Pepita
TURINA
o
la vida que nos duele
Juan
Antonio Massone
LA
VIDA QUE NOS DUELE
Vivir
la vida como una agónica, echar los brazos al vacío o adentrarse
con frenesí en los propios ecos, resulta ser la actitud
fundamental en el mundo narrativo de nuestra autora. Cada
rincón se ve alcanzado por la oscura contaminación de la
tristeza imborrable. ¿Derrota ante el destino? Tal vez no
es esa la explicación más exacta, sino un declarar cierta
dirección de la existencia a base de negaciones, o de la
única en que todas las demás, pueden hallarse reflejadas:
el extraño de la dicha. Por ello es que la traducción de
lo imposible sea el, núcleo en cada uno de los, protagonistas.
Pero este decir de la vida en su probabilidad y negación
en pensamientos rotundos, sin disimulo de tragedia en tanto
ella expone una actitud, de combate acotado por la derrota.
Padecer
es el destino de cada uno de los caracteres de Pepita Turina.
Su pensamiento no admite el desvío, sino la definición.
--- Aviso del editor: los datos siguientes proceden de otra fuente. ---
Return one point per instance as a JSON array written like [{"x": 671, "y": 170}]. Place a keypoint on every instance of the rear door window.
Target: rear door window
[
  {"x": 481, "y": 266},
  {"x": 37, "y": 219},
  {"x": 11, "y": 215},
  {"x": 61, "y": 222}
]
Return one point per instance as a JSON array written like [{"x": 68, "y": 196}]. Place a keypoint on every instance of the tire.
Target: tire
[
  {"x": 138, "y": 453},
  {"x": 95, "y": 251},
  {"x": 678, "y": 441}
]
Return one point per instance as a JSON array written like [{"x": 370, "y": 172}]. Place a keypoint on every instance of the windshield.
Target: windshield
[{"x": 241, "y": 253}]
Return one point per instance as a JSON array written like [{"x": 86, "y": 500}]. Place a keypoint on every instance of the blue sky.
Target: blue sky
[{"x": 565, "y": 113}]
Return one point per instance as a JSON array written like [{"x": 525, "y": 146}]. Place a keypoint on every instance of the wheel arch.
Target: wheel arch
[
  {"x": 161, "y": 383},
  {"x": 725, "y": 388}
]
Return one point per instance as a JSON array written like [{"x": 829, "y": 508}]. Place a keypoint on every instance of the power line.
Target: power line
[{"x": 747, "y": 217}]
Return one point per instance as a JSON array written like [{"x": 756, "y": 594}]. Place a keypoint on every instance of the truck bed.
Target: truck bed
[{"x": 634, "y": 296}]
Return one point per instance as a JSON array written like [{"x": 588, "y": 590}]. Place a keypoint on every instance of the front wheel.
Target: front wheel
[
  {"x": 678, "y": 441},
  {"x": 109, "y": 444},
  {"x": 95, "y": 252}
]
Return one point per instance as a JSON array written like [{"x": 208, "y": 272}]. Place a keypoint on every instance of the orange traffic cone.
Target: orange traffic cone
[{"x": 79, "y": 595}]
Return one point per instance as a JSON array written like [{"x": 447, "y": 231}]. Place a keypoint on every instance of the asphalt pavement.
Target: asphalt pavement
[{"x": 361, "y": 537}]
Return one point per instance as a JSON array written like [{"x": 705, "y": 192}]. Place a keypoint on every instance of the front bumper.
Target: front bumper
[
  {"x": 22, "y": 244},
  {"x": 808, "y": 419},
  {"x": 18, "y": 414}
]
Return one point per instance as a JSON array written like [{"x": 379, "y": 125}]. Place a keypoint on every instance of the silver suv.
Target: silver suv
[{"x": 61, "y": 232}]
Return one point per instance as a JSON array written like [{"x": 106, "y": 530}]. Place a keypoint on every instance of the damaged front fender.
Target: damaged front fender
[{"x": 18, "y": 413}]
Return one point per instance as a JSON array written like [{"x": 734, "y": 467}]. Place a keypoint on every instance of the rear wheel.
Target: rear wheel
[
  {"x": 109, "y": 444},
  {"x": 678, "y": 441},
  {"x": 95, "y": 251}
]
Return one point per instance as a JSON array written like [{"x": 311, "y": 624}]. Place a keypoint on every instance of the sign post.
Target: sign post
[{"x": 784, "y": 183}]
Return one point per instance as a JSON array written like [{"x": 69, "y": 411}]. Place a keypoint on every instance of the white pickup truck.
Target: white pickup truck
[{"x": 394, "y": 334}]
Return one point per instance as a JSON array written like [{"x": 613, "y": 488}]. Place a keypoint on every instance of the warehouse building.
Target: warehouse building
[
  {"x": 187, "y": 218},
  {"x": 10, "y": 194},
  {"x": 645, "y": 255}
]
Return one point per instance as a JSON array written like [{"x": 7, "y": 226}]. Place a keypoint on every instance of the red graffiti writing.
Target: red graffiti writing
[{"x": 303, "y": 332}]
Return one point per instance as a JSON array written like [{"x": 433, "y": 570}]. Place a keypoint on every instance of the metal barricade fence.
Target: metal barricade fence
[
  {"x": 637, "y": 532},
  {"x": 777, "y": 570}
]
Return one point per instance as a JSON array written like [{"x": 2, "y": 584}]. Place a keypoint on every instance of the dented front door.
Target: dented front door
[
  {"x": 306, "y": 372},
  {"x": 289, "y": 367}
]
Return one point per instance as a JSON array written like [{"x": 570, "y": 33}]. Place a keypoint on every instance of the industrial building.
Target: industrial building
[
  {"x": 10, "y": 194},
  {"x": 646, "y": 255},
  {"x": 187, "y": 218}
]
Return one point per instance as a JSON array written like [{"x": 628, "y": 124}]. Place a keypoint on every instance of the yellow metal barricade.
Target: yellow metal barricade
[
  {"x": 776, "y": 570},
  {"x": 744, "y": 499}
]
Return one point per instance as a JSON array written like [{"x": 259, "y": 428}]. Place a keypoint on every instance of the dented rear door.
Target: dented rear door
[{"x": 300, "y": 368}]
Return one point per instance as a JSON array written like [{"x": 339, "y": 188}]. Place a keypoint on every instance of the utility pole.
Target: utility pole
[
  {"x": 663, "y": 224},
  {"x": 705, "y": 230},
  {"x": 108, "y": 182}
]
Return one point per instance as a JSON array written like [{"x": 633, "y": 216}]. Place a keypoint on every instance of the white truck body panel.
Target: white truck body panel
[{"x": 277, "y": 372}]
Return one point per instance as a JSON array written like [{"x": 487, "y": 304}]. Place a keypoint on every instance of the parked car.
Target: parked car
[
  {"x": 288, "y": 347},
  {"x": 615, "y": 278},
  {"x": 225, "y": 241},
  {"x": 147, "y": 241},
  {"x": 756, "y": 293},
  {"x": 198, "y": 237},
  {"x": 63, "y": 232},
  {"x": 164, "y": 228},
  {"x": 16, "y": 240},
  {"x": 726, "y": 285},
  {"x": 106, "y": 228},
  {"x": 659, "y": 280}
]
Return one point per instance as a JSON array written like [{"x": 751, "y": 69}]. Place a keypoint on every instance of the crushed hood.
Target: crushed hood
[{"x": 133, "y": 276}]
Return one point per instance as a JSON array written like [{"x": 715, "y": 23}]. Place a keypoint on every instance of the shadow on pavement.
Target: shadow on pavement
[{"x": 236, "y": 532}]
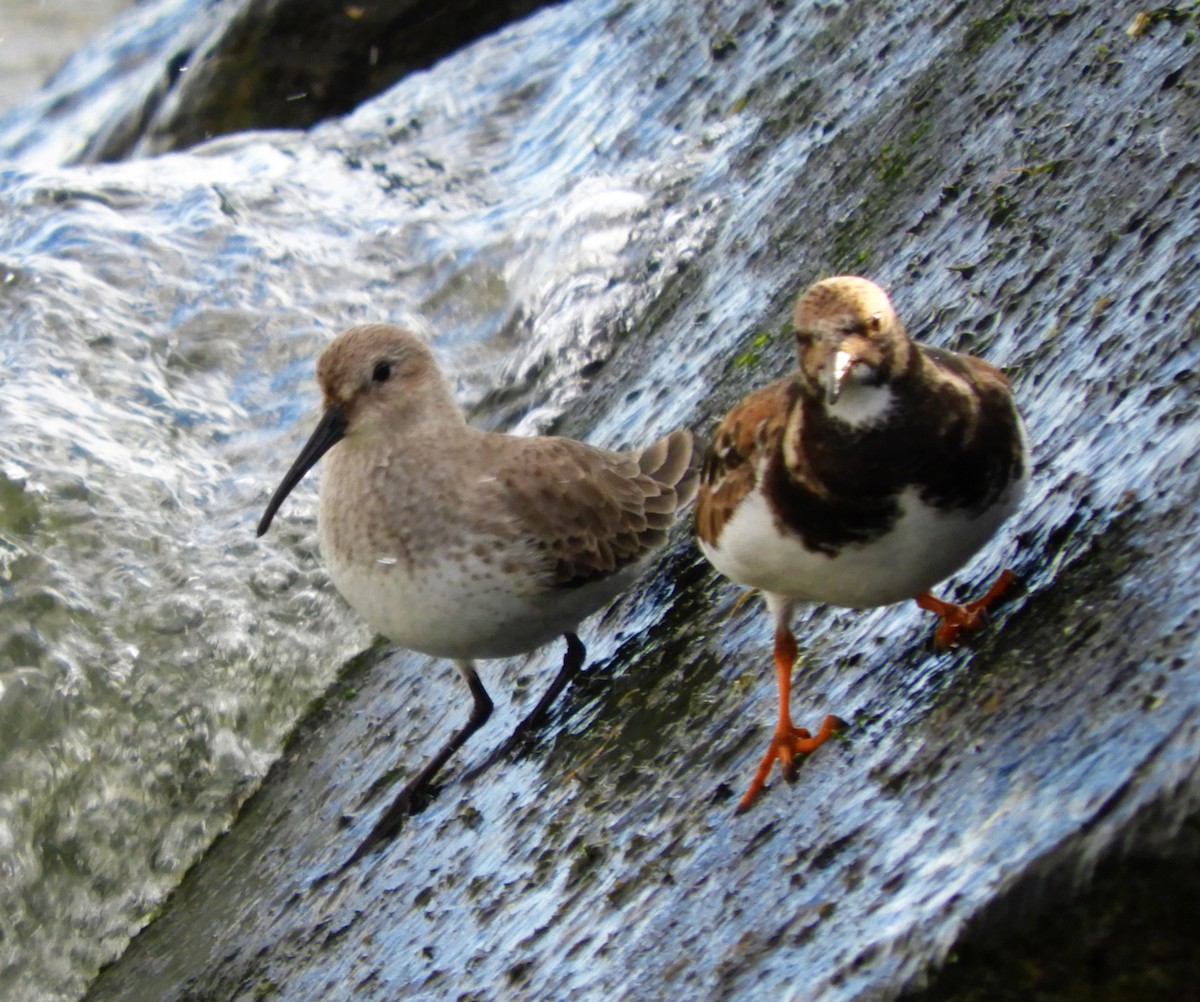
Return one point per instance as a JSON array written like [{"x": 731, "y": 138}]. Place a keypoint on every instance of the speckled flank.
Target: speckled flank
[{"x": 466, "y": 544}]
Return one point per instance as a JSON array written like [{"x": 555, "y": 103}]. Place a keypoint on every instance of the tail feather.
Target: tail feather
[{"x": 671, "y": 461}]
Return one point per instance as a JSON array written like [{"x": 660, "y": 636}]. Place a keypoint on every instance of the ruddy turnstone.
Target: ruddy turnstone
[
  {"x": 468, "y": 544},
  {"x": 864, "y": 478}
]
Nada puede ignorarse voluntariamente, aunque el saber lleve
una apetencia de abrazo ilimitado, porque la soledad jamás
será compartible. Conformidad entonces sin ocasión, de mengua
del dolor en la consciencia heridora. Ser la llaga en la
singularidad y no alcanzar el deseo gratificado de lo más
hondo. Y de todo ello la comprobada obediencia a los signos
que urden más allá de la voluntad un cuociente definido.
Imagino
que ella quisiera confidenciarme algo así: Cuando alguien
me dijo que existía la alegría me decidí a mirar en torno,
a indagar el inmenso orbe de las entrañas celestes; me decidí
a todo cuanto me fuera preciso hacer por saborear en mí
ese vientecillo de ternura y proximidad porque creí en la
posibilidad de la dicha. Anduve apurando muchísimas tristeza,
queriendo olvidar el ala rota del amor y su música sublime,
que me diera a conocer adioses y distancias. Me violenté
muchas veces para seguir siendo una posibilidad de risa
o de sonrisa tan siquiera. En torno a mí todo creció y murió
y volvió a la vida de los días. Entonces vino todo el mundo
con su placer sugestivo, llamando a voces fuertes, queriéndome
quizás, aunque jamás pude o supe enterarme de ello. Porque
había signos de quebranto donde otros alcanzaron la grandeza
de lo mínimo, porque sí o porque no, mas no fue posible
entender o sentir siquiera ese poco de dádiva escondida
cuando alguien vino a decirme que existía la alegría.
Cuando
alguien quiso advertirme de la tristeza, no tuve necesidad
de indagar demasiado, ella era mi substancia, ese acontecerme
dentro y fuera con la unidad de lo único posible. Me vi
entonces destinada a pensarme en soledad, definiéndome siempre
en la carencia, en todo y nada, en la noche imborrable porque
yo no era alegre, porque yo era la tristeza.
Ahora
es siempre el violín solitario ejecutando en sus cuerdas
la armonía brindada en una sala vacía.
Todos
los personajes pueden ser las circunstanciales variaciones
de uno mismo. No podemos ignorarlo. Ya no existe vacilación,
sino aquiescencia para lo que siendo, lleva consigo lo que
no pudo ser, todo el mundo de haber sido y ser otro tan
inexorablemente imposible como insistente en el que se es.
Todo los personajes advierten fieles o desvaídos un fragmento
insobornable del interior. Por lo demás, ellos están en
la fijeza de una escritura callada, pero dispuesta a devolver
en cualquier instante los signos más reveladores de la clave
misteriosa y más o menos evidente del que estamos siendo.